Comencé mi colaboración con El Diario de la Educación con una columna titulada El Parlamento de las Cosas. En realidad, pensaba aquel título más como paraguas para este espacio de opinión. Porque desde una perspectiva crítica de la tecnología, como mi inspirador Andrew Feenberg, considero que el desarrollo de la tecnología (no solo la digital) “no es un destino, sino un campo de batalla, un parlamento de las cosas en el que se deciden las alternativas a la civilización”.
En repetidos escritos y presentaciones públicas, he argumentado la necesidad y la importancia de no dejar nuestro destino en manos de la vorágine tecnológica, impulsada por los intereses de las grandes corporaciones, dominada por un discurso que da entender que el único camino posible es el de la datificación, la algoritmización y la conversión de la gran mayoría de los seres humanos en consumidores de sus productos.
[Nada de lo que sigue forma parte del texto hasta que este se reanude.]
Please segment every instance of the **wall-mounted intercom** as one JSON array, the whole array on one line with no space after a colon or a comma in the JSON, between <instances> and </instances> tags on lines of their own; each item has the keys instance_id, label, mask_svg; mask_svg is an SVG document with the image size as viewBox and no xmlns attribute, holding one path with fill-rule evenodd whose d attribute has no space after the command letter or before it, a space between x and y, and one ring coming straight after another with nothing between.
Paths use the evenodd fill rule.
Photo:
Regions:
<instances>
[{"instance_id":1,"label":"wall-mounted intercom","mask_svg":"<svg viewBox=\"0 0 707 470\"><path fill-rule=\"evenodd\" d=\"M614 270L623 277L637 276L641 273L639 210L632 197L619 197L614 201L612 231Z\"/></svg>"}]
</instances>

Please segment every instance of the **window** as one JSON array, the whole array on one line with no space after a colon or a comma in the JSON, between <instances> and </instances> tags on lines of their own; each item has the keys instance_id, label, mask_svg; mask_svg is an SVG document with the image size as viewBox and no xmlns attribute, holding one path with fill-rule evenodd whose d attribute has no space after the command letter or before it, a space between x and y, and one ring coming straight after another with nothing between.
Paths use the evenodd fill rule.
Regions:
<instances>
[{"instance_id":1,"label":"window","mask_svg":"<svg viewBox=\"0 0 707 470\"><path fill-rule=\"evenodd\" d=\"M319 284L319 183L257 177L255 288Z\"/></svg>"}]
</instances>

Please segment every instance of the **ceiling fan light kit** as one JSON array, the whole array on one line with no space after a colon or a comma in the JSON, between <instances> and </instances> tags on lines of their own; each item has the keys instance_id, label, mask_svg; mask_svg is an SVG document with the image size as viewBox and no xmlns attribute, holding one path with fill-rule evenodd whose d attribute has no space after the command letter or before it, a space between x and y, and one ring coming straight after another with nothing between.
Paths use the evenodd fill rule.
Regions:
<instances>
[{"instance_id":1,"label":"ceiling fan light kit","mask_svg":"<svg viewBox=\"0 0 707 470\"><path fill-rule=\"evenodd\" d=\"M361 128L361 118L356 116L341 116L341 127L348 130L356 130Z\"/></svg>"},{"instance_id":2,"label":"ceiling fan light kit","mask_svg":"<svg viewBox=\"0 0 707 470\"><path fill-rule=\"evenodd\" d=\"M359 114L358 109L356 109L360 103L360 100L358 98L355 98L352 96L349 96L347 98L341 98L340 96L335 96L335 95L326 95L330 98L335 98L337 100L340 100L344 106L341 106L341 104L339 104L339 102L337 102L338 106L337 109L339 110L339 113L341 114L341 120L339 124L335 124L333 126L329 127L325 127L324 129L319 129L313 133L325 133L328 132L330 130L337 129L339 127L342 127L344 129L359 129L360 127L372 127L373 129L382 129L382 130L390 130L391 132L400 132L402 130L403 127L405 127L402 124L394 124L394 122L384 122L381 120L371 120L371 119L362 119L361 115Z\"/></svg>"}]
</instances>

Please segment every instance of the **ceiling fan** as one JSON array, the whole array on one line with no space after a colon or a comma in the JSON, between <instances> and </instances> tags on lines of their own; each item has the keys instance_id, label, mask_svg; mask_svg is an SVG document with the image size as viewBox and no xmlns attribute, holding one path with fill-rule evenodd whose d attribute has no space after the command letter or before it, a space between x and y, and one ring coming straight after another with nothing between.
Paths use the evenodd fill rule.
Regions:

Y, una vez más, vuelvo a plantear nuestro derecho (y yo diría que, como educadores, deber) de preguntarnos y poder decidir sobre el tipo de sociedad, el tipo de mundo, el tipo de planeta que nos gustaría contribuir a desarrollar. Lo que implica decidir el sentido de los desarrollos tecnológicos.
En esta ocasión el motivo me viene dado por dos acontecimientos de gran actualidad que, sin conexión aparente, están profundamente interconectados. Me refiero a la cancelación del Mobile World Congress, que iba a tener lugar en Barcelona del 24 al 27 de febrero, debido a un ser microscópico, al llamado coronavirus, que parece propagarse sin cesar. Este macroevento centrado en la tecnología digital, que se celebra en Barcelona desde 2008 y que pasó de 55.000 participante en esa fecha a los 109.000 de 2019, convoca tanto a las más poderosas empresas como a las emergentes y levanta grandes expectativas sobre los más diversos gadgets y aplicaciones, que siempre prometen que nos van a cambiar y mejorar definitivamente la vida. Que “aumentaremos” la realidad, que nos “comunicaremos” mejor, que nos podrán operar a distancia… También hay promesas, constantemente incumplidas, para la educación.
Pero seguimos con unas “realidades” cada vez más complejas. Desigualdad, migraciones por guerra, violencia y pobreza, consecuencias del llamado cambio climático, aumento sistemático de la contaminación y la destrucción del medio ambiente, falta de agua potable, servicios sanitarios básicos y educación para el 10% de la población (según el Banco Mundial), aumento del desencanto entre los jóvenes, que cada vez más abandonan tempranamente la escuela. Mirando esta “realidad”, no sorprende que muchos prefieran la “aumentada”, la “virtual” y la “gamificada”. Y que el más que multimillonario dueño de Amazón, Jeff Bezos (con más de 150.000 millones de dólares y unas ganancias de 231.000 dólares por minuto -según el semanario Times) invierta 1.000 millones de dólares al año en su proyecto Blue Origin para crear la nueva generación de cohetes reusables, quizás para marcharse de la Tierra, tan maltratada por él u otros magnates, lo antes posible.
Pero todos esos mundos tecnológicos, ese Goliat, se quedaron en suspenso en Barcelona, por un invisible ser, por un David, llamado conoravirus. Un virus que no sabe de ricos y pobres, aunque estos sean siempre los más desprotegidos. Que nadie sabe bien dónde y cómo se generó y mucho menos cómo consigue extenderse de manera tan rápida y mortal. Cada día consigue un nuevo “logro”: además de enfermos y difuntos, reclusiones, prohibiciones de movilidad y cancelación de distintos eventos. Hasta parece que peligran las Olimpiadas de Tokio.
Y aquí comencé a anclar esta reflexión, en la basura que generamos, en las condiciones insalubres en las que viven millones de personas, en el maltrato animal (una de las hipótesis es que partió del mercado de pescados y mariscos de Wuhan, China). Una reflexión que me lleva, una vez más, a argumentar la necesidad de un desarrollo tecnológico pensando en toda la humanidad y su bienestar. A pensar en los problemas de los seres vivos en su complejidad y contexto, a exigir que la investigación se centre en los problemas de “toda” la humanidad y no los percibidos por los que menos los sufren. A reivindicar que el desarrollo de cada aplicación tecnológica venga acompañado de una previsión de sus consecuencias indeseadas a largo plazo. En definitiva, parafraseando a Edgard Morin, a promover en todos los niveles de la sociedad “una tecnología con conciencia”. ¿Existe algo más educativo?